Marka in Ghana

Friday, April 28, 2006

Last minute shopping

The last couple days have been pretty hectic, with packing and moving, trying to run around and get last minute things I need, and trying to read as much as I can about Ghana and Dagbani (the local language of Tamale) before I go. When I was at the dollar store, picking up small gifts for my host family, a specific aisle really hit me hard. I hit up the kids summer toy aisle, hoping to find some mini hockey sticks to bring over, because I have heard they are popular, well received gift to get the kids of my family. And that's when I came across the water toys. Water balloons, water guns, pool toys, those fabric balls that you can dunk and water and then throw like a water balloon, and sprinklers. All of these toys would be completely ludicrous to bring overseas. I can't imagine what it would be like to try and explain to a child that in Canada, we fill up toy guns with perfectly clean water and then squirt each other with it, when they might have walked several hours to get the few litres of water that their family needs for day's cooking. How do you explain the concept of a pool? The average African consumes 15-30 litres of water per day, the average Canadian uses 343 litres/day. That's a ten-fold difference! I guess it just reinforces the idea in my head that a lot here as to change in Canada for change to occur overseas.

It's definitely interesting packing, I find myself questioning everything I am bringing already. I am very conscious to how what I bring overseas will be viewed, and I am scared of reinforcing the stereotypes that I am aiming to break down. For example, when bringing over pictures of Canada, I am trying to bring as many negative (pollution, homelessness) as well as positive and interesting (snowboarding, Christmas, Halloween, friends and family) but I am scared that the positive will be viewed as bragging of wealth, and cause a greater distance between the people who I am trying to become closer with by sharing the differences of our cultures. I hope I do not become too overly critical of every step I make overseas, in fear that I will do more harm than good, but I have hopes that I will relax and be able to take appropriate risks the longer that I am there and the more I get to know my environment.

Sunday, April 23, 2006

My Placement

So here is the low down on what I know so far of my placement!

I will be working in Tamale, Ghana with a local NGO called Opportunities Industrialization Centres International (OIC), whose mission is to improve the lives of disadvantaged people through training and sustainable organizational development in Africa, Poland, and the Philippines through networking and linking diverse business people to collaborate and learn from each other. They focus on self help, instition building, capacity building, partnership and social enterprises. More information on their philosophies and different projects can be found at http://www.oicinternational.org.

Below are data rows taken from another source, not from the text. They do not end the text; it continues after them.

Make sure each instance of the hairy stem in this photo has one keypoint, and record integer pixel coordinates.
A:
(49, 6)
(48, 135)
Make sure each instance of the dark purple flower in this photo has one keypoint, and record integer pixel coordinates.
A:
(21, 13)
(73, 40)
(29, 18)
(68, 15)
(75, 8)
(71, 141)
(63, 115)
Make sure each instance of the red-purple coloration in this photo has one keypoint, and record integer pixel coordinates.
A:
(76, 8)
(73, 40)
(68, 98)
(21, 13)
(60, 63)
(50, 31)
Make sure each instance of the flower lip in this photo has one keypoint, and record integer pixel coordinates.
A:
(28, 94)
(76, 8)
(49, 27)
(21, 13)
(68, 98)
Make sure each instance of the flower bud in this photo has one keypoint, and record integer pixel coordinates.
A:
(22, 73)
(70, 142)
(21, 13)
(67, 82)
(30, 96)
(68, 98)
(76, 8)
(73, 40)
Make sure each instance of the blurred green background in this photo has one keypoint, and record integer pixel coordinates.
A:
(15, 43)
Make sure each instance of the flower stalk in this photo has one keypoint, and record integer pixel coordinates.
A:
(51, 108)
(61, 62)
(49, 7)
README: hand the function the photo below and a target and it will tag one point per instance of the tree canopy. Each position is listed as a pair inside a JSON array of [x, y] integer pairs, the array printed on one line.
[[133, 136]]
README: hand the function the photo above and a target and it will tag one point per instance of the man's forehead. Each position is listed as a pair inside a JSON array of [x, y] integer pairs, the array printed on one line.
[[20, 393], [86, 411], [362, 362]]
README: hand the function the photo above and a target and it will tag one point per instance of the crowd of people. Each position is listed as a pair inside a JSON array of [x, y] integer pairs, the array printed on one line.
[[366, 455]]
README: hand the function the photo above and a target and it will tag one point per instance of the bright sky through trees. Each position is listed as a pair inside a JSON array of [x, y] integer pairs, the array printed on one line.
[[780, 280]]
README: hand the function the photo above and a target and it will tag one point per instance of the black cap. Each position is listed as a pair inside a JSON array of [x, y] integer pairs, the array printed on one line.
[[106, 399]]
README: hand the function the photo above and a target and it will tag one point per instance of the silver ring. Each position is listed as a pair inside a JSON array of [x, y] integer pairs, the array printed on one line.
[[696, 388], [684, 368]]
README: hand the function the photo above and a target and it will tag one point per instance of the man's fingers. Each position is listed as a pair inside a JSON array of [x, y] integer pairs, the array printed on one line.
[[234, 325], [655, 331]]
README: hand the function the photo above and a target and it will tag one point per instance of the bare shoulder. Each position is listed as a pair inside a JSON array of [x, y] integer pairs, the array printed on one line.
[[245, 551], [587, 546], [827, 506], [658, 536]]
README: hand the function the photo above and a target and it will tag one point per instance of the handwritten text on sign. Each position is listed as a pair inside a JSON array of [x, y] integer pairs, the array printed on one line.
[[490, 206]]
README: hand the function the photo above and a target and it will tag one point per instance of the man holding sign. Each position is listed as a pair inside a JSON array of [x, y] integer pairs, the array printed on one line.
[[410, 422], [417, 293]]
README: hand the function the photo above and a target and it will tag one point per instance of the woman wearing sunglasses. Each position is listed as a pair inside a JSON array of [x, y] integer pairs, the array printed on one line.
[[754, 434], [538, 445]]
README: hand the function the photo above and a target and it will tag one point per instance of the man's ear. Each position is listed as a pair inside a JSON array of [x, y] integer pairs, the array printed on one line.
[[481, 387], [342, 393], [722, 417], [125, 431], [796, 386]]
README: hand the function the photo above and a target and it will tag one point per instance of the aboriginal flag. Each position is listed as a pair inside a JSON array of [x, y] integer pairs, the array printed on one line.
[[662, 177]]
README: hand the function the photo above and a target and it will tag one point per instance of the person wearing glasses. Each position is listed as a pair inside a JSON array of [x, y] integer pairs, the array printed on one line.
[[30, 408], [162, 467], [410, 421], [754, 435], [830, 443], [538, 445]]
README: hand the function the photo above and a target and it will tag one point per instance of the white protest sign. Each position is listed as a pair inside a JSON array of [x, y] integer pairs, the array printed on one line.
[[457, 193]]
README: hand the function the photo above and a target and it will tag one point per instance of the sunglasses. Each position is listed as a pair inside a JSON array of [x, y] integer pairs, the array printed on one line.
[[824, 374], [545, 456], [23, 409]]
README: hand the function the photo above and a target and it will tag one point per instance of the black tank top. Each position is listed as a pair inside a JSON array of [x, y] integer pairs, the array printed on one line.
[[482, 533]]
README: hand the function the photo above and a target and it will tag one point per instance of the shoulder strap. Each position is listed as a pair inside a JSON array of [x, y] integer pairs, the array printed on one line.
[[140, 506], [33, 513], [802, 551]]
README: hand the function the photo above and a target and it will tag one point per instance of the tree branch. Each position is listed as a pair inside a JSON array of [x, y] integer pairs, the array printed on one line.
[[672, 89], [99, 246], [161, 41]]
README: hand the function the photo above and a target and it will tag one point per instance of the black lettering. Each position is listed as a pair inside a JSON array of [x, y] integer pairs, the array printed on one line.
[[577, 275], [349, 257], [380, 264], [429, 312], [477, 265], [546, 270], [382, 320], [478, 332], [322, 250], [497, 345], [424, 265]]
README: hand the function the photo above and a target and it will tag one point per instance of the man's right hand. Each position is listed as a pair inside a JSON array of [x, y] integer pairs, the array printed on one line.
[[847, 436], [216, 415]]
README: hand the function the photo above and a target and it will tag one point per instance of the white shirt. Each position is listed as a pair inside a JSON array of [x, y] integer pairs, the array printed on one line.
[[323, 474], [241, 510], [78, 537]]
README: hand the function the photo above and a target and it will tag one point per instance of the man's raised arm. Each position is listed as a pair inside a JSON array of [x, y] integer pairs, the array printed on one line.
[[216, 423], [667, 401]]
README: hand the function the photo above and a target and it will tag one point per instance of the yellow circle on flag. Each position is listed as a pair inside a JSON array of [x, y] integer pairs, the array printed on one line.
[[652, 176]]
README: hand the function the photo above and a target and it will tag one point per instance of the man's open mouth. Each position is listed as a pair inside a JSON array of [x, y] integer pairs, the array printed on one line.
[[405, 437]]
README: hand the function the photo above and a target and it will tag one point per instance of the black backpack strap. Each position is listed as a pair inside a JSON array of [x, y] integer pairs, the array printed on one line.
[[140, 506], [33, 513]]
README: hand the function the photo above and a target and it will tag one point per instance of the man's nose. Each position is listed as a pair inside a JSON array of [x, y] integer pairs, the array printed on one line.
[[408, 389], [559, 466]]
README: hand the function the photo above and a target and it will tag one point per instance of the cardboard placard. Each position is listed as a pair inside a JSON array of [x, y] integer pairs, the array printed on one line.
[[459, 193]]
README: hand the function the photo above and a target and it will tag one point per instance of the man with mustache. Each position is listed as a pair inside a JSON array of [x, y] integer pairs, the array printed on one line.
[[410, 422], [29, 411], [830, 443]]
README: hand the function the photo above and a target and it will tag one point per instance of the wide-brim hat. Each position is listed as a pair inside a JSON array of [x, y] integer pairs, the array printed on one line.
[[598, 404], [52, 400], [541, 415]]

I will be working alongside Kyle Baptista, from Windsor University and Krista Minor, of the University of Waterloo (who is our long term OV arriving in July) on a large, holistic project that covers 9 districts in the Northern region in all possible sectors: agriculture, water and sanitation, HIV/AIDS, micro-entreprise development, etc. Specifically, Kyle will be working on micro-entreprise development and general agric development, Kristy on micro-irrigation promotion (over 300 treadle pumps), and everything regarding agric (micro-credit, post harvest technologies, marketing, etc.) and I will be working on sanitation and hygiene promotion. The objective on the project is holistic community development. They help the communities identify their challenges and opportunities, help them organize and help finance their initiatives.

The focus of my water and sanitation activities is to increase food utilization by promoting interventions which help households maintain potable water sources and sanitation, and by assuring households have access to safe water.
This is done through (1) construction of wells and installation of pumps, and (2) organization and training of community water and sanitation (WATSAN) committees. OICI provides selected communities with machine-drilled borehole wells with technology appropriate hand pumps. Communities are selected based principles of the national water and sanitation sector policy and strategy.

WATSAN committees are trained in hygiene education, particularly water borne diseases (e.g. guinea worm, diarrhea, etc.); cloth filters and training are provided to residents in guinea worm endemic communities; two hand pump caretakers are identified and trained in each community with facilities provided by either OICI ; and basic tools are provided to the trained hand pump caretakers. Disease prevention and organization management topics discussed during training sessions include: guinea worm prevention and treatment, pump site cleanliness, water storage and treatment, environmental cleanliness, safe excreta disposal methods, construction of drainage and soak pits, committee organization and meeting procedures, and basic bookkeeping to track fees and operation expenses.

It feels like such a huge project, but I am so excited to dive in and start my learning!